By Makenna Lewis
Everyone has big dreams at the start of a new semester; it’s a clean slate, nothing has been done yet, no record follows you too intensely—or something like that. Anyway, even in the most laid-back of classes, one topic continually comes up: goal setting. How are you going to improve this time around? What are you going to do differently? What works, what doesn’t?

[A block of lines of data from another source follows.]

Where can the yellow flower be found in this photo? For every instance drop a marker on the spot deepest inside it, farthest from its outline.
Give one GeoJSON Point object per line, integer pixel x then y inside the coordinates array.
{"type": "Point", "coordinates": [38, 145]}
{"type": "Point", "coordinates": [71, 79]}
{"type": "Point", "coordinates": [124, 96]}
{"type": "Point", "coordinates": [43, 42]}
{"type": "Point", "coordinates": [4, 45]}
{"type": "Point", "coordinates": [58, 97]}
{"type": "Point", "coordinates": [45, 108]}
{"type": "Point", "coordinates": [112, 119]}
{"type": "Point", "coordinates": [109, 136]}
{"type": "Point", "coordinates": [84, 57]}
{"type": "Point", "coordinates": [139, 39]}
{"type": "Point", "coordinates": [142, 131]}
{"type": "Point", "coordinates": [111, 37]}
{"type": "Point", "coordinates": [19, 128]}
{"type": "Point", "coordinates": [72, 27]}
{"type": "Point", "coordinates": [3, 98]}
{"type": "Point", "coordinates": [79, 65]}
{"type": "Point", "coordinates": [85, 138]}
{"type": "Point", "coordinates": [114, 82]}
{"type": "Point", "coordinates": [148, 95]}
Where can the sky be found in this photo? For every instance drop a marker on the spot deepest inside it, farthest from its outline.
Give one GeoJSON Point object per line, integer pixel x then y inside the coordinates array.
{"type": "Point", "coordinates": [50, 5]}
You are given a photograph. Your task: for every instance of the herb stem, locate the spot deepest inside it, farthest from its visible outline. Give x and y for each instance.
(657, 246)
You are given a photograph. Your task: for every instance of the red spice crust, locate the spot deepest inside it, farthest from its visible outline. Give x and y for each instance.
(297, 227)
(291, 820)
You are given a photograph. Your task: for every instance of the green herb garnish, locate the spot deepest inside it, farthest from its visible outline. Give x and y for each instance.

Reflect, reflect, reflect.
Generally, I don’t like setting goals. Whenever it comes up in school, I use the same one: keep grades above ninety percent the entire semester (which isn’t very difficult for me to begin with). If something is important to me, I just . . . complete it? I don’t necessarily measure my accomplishments or my path to them. In fact, I think of it very much like this exchange in Oscar Wilde’s The Picture of Dorian Gray between the Duchess of Monmouth and Lord Henry Wotton:
“What are you?”
“To define is to limit.”
By defining what my goals are, it feels like I’m limiting myself. If I can go farther, be something greater, why would I give myself a point to stop at?
So, I had to reach a bit for the purpose of this blog entry, and I came up with a small personal goal: to complete the novel I’ve been working on outside of school. For months now, I’ve been trying to get farther than the first six chapters, which I’ve re-written a ridiculous amount of times. The problem is that I want it to be very, very, very good, and I’m afraid of being disappointed with it. The only way to accomplish my goal is to change my mindset and accept that it isn’t going to be flawless on the first draft. Additionally, I try to make time to write, if only a little, every single day in order to remain consistent.
No matter how hard you try, you’re never going to be perfect—it’s just not logically possible. Still, you’re probably going to improve the skills you’re struggling with now. You’re going to change along the way, as different things become important to you. Wherever your goal brings you, whatever the outcome is, you’ll always have the space to grow and achieve even more.